Sofilia builds one internally on-the-fly. The proprietary mechanism that allows her to do this is augmented, bidirectional grammar. That is, a mechanism that translates natural-language input into a knowledge graph and vice-versa. Grundgeiger said that searches are done using sub-graphs (a piece of the knowledge graph) that represent a question.
“Search is just the beginning,” he said. “Reasoning about knowledge is done by applying transformation rules to the knowledge structure. Whole conversations are also represented and related to each other in the graph. Sofilia is a platform for machine conversation and comprehension, not just search.”
Search is just the beginning.
So, will the Sofilia experience actually be something like talking to Samantha or J.A.R.V.I.S.? Eventually Sofilia will be able to support such conversations, but Grundgeiger emphasized that the initial release will be more modest. The first Sofilia iteration will be conversational, using the grammar and reasoning level of a first-grader. This is the target set in Microsoft Research’s Machine Comprehension Test, and no current software has come close to it.
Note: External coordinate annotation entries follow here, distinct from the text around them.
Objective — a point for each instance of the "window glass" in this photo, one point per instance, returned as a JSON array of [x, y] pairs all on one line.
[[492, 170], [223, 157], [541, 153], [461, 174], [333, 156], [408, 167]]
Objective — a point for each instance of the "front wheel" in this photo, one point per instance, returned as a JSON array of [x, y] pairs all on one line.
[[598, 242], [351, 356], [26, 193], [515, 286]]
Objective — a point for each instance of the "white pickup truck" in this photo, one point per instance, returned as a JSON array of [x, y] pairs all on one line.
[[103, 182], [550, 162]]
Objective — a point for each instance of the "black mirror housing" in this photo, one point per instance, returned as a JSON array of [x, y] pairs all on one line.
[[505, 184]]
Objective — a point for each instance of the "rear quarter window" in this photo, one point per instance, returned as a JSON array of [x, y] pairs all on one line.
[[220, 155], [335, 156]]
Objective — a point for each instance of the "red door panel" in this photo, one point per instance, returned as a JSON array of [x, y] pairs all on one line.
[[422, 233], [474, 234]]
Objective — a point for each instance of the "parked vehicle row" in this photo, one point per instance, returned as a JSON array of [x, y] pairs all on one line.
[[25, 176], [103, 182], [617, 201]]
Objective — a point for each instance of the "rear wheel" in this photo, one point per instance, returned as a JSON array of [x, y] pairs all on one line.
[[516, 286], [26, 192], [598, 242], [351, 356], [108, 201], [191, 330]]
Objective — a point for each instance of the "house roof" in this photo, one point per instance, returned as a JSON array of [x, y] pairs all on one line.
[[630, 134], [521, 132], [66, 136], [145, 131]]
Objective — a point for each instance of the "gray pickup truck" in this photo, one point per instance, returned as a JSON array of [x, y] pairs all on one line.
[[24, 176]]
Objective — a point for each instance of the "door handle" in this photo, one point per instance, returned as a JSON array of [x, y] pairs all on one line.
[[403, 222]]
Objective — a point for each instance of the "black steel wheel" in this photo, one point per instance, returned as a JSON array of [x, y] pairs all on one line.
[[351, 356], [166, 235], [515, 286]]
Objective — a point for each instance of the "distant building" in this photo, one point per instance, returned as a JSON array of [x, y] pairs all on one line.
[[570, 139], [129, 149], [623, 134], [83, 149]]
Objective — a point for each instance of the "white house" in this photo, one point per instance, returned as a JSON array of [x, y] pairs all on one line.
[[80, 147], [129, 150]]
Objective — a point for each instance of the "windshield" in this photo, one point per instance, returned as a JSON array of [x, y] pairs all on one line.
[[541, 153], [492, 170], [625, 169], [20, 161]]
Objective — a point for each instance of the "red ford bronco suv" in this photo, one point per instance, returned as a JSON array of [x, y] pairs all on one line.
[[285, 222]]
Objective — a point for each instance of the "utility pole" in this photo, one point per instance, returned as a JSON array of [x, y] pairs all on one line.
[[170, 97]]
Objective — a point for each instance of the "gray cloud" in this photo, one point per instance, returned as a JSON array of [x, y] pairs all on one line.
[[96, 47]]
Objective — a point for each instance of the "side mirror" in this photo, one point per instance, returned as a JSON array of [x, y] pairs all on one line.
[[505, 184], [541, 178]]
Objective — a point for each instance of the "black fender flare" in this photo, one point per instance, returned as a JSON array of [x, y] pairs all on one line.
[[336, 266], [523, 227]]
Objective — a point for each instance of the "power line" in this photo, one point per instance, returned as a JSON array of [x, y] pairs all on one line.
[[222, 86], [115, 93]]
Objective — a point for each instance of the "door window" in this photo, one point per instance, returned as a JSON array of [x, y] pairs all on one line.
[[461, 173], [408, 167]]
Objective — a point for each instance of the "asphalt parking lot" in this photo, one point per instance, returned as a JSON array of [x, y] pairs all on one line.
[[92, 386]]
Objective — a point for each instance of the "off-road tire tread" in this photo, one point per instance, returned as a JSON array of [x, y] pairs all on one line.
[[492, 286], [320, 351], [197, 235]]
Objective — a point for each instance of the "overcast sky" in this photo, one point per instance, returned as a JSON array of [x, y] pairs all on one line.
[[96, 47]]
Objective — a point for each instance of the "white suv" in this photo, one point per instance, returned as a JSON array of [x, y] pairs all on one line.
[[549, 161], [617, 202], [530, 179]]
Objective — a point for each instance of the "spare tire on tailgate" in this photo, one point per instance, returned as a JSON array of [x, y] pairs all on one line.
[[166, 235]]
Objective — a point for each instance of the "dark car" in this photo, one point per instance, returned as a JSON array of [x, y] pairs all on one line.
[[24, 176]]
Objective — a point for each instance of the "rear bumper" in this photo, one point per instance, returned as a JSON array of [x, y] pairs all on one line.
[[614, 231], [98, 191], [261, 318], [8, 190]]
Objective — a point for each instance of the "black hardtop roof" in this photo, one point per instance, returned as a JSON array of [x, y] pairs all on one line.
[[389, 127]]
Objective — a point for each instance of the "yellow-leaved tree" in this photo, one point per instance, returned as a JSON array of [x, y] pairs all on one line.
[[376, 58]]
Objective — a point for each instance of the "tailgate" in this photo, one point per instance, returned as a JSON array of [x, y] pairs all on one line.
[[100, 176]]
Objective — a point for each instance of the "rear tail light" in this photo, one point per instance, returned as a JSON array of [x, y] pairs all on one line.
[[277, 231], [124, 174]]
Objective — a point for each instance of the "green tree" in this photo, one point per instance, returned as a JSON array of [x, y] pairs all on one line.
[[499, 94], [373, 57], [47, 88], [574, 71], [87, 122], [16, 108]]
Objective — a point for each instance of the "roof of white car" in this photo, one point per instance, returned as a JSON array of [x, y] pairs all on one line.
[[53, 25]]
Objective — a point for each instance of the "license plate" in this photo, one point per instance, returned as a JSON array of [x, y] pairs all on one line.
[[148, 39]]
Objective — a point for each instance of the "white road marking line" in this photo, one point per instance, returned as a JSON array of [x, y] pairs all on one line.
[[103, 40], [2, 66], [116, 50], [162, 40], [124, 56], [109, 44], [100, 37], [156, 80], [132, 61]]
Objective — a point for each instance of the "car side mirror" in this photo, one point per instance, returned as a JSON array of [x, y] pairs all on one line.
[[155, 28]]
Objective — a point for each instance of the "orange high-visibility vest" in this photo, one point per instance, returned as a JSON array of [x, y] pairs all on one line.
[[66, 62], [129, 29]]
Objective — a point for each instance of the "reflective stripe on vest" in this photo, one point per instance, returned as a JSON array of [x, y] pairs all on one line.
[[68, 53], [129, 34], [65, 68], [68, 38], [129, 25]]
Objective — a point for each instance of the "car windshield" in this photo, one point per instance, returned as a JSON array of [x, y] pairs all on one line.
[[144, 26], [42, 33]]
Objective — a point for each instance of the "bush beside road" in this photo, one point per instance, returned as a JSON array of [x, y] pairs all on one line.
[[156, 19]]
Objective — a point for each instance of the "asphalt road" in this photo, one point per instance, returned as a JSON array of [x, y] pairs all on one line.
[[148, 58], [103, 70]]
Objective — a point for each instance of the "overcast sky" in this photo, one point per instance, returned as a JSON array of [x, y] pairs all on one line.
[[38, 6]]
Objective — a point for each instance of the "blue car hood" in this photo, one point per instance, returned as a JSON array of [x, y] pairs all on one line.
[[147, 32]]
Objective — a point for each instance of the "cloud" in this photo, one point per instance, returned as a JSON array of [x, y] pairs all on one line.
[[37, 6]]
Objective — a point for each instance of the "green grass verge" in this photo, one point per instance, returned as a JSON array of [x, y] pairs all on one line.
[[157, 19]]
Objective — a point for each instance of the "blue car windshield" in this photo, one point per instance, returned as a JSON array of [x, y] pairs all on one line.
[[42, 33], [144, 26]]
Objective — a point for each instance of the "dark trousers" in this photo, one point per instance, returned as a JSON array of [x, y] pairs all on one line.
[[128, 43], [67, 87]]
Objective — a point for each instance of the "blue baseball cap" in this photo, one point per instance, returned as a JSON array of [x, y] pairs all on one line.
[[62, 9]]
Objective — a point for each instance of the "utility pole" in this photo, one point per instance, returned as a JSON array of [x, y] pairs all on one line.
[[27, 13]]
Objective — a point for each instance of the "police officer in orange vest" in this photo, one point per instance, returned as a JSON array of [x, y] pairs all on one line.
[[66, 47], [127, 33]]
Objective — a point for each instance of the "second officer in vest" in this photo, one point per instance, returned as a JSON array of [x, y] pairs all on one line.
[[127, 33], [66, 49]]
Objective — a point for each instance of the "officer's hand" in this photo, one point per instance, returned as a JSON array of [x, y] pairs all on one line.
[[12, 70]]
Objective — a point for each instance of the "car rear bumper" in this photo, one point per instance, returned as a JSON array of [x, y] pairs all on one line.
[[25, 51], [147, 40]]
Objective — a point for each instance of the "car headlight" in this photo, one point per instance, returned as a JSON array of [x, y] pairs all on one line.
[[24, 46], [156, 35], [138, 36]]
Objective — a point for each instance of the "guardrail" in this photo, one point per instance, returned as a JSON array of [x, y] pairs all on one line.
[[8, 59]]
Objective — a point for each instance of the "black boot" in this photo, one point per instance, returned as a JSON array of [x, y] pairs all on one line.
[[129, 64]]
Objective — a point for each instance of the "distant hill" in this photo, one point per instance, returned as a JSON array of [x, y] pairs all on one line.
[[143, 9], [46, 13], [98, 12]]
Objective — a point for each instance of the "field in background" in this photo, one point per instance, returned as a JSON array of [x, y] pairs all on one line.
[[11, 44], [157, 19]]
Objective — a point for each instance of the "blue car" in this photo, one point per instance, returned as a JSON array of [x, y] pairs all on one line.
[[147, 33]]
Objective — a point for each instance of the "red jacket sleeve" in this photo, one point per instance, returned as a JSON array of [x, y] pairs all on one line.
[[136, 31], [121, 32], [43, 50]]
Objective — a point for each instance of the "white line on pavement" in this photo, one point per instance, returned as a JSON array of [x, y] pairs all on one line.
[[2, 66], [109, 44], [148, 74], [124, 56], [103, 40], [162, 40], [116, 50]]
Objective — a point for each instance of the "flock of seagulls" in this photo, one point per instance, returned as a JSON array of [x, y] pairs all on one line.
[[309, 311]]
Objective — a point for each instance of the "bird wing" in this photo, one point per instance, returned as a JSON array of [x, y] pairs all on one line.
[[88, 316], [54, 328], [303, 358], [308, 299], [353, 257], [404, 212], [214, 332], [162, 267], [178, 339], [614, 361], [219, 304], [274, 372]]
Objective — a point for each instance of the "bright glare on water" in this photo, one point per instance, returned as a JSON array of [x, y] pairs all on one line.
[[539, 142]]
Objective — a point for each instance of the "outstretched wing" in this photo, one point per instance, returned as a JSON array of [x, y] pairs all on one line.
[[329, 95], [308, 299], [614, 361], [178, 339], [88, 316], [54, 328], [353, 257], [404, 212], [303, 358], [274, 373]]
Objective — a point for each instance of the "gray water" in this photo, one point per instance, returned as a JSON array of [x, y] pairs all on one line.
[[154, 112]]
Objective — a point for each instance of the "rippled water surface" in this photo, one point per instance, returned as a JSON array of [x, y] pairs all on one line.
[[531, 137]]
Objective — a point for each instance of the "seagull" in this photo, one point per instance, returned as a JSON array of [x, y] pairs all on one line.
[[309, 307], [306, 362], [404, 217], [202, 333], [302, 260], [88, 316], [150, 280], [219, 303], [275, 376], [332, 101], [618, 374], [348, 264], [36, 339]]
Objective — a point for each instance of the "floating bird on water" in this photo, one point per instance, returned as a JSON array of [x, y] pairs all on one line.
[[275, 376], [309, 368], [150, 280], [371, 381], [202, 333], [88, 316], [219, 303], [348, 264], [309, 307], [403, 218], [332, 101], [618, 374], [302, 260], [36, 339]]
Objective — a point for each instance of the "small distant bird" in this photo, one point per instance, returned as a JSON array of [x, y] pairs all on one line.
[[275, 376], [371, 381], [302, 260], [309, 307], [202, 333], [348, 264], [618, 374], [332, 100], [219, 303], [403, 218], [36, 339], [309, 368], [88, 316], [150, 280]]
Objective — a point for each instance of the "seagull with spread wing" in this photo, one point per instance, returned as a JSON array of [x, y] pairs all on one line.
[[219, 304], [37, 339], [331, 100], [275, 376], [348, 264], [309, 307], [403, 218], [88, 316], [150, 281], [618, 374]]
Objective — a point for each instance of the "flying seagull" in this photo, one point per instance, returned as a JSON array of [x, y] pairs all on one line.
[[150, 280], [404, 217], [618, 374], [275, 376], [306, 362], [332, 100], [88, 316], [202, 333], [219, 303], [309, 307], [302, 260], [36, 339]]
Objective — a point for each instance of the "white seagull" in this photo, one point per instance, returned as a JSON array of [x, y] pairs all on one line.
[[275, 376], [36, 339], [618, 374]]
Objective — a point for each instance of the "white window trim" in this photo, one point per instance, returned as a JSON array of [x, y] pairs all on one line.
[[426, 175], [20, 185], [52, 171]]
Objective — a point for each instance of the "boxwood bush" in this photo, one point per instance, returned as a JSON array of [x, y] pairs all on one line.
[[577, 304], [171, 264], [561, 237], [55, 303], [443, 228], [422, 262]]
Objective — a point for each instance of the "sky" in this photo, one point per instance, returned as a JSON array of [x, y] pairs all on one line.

And if you’re wondering what Sofilia’s voice might sound like, Grundgeiger said that initially it will sound like the third-party speech libraries that people are already familiar with, like Siri and Cortana. But, the same technology that transforms the internal world model into human language text can also be used to create speech sounds directly by using a “grammar” of speech acts instead of just words, resulting in a much more natural voice. Grundgeiger said that this technology can drive any communications mechanism, like facial animation and body language.
What exactly would the Kickstart campaign fund? Grundgeiger and his team have tested Sofilia on small datasets with grammar created by hand. With funding, they would be able to create a larger grammar file for Sofilia. They would also be able to have Sofilia evaluated in an industry-standard test, and then allow average users to give it a run.
“Every single word in every sentence is parsed, understood, and related to the rest of the sentence, the conversation, and the world,” writes Grundgeiger. “This is not text-pattern-matching software, but true natural-language understanding. Sofilia technology will enable not only better Siri-style software, but true JARVIS-style software—real dialog, real conversations.”